Linstor satellite upgrade hangs in postinst on proxmox 8.2.4

I’m not sure if this info will be helpful, but if anyone runs into the same issue I did…

I have a three node testing Proxmox 8.2.4 cluster that I’ve set up to play with and have previously successfully set up Linstor with HA controller. All working fine. I can reboot a controller and another node takes over, live migrate a test VM, etc.

I log in to the proxmox console today and see that there are some package updates for linstor common, controller, and satellite from 1.28.0-1 to 1.29.0-1.

Per the instructions in the manual, I started the upgrade on the active controller node first. When I run apt dist-upgrade it proceeds a while and then hangs on:

Setting up linstor-satellite (1.29.0-1) ...

Looking at the process table shows it is stuck in the following command:

/bin/sh /var/lib/dpkg/info/linstor-satellite.postinst configure 1.28.0-1

Ctrl-C won’t get me out of it. I rebooted the server and ran:

dpkg --configure -a

It ran with no issues and didn’t hang.

I repeated this same hang, reboot, dpkg–configure -a sequence on the second node. However on the third node (which had become the active controller after I rebooted the previous one) it didn’t hang. It just went right through. I rebooted it anyway.

Now everything is working again but this was a little bit concerning because I have a production cluster set up the same way. I only have one app on it so far so no big deal. Any ideas how I could debug this issue when upgrading the prod cluster so I could provide the info here?

Thanks

This is likely happening because of the following systemd override we suggest for proxmox:

$ cat /etc/systemd/system/linstor-satellite.service.d/override.conf
[Service]
Type=notify
TimeoutStartSec=infinity

What it means is that on start (or restart), the satellite service will wait until it is connected to a controller. This is generally useful for Proxmox, as Proxmox should only start after the storage system is fully operational.

However, this also means that during an apt upgrade, which will restart the satellite, the dpkg process will wait for the satellite to be connected to the controller again. But this requires the right version of the controller to be running. This might not always be the case.

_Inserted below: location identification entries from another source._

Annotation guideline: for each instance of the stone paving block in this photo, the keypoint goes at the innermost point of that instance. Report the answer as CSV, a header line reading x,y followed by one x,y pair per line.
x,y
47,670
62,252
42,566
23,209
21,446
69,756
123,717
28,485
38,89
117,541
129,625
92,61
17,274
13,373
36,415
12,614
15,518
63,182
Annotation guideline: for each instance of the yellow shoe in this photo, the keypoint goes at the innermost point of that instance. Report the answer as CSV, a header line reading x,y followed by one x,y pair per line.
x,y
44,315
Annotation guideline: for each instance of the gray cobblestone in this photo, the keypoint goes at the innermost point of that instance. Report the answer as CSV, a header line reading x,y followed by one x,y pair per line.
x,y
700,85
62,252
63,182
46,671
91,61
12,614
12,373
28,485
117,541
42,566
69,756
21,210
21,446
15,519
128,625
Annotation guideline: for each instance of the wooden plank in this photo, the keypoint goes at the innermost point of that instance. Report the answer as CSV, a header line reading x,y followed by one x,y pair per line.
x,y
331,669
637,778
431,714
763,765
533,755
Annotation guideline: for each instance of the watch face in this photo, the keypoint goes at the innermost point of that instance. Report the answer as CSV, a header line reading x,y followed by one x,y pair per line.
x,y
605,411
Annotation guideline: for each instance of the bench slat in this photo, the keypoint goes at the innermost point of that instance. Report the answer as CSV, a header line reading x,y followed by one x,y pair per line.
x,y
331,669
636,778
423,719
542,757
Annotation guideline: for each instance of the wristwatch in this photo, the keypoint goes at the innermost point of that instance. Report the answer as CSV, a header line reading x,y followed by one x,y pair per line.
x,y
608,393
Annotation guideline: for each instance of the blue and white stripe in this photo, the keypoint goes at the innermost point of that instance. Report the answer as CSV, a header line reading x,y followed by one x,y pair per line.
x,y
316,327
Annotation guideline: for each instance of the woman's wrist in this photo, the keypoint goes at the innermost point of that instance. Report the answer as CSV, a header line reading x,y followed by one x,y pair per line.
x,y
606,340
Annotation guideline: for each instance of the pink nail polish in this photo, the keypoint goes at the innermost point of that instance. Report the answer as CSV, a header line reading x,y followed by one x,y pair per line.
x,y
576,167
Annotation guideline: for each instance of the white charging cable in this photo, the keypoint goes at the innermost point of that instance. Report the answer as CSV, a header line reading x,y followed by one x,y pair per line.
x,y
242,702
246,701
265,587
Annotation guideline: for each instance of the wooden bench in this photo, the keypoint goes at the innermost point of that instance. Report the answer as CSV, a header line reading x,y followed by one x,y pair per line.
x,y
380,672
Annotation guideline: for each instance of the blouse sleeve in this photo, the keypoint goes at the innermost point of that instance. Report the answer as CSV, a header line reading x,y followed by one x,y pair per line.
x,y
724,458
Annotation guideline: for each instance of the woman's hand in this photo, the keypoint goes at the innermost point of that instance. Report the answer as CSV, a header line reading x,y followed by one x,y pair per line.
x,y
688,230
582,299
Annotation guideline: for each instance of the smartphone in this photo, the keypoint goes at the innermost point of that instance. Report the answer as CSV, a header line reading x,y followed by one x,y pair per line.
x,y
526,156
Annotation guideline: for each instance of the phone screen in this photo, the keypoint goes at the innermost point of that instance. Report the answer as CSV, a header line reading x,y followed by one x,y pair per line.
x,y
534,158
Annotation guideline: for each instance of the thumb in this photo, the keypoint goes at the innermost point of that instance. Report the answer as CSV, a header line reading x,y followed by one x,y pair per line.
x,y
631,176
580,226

So you have a few options to work around this issue:

  • Before the upgrade, manually disable the satellite service, only start them after everything is upgraded, including the controller:
    systemctl disable --now linstor-satellite # on all nodes
    apt dist-upgrade
    linstor controller version # Verify that the controller is running the latest version
    systemctl enable --now linstor-satellite # on all nodes
    
  • Upgrade the linstor-controller first. This will only work if the controller is running on a separate node, as otherwise the linstor-satellite will automatically be upgraded too, and you might run into the same issue
  • Temporarily remove the override of Type=notify, so the satellite will be considered started before the controller connects.

Just to add up, personally I’ve decoupled HA controller from the satellites. It runs on 3 dedicated VMs just for that purpose.

The sequence I follow before upgrading the controller is:

  • Disable its drbd-reactor managed resource on all nodes to prevent it from restarting the controller on a different node than the one that’s currently active.
  • Perform the upgrade on non-active nodes first.
  • Perform the upgrade on the last, active node.
  • Re-enable drbd-reactor managed resource.
  • Perform the upgrade on the satellite nodes.

Okay, thanks both for the feedback. I’ll consider alternate approaches to avoid the hang in the future.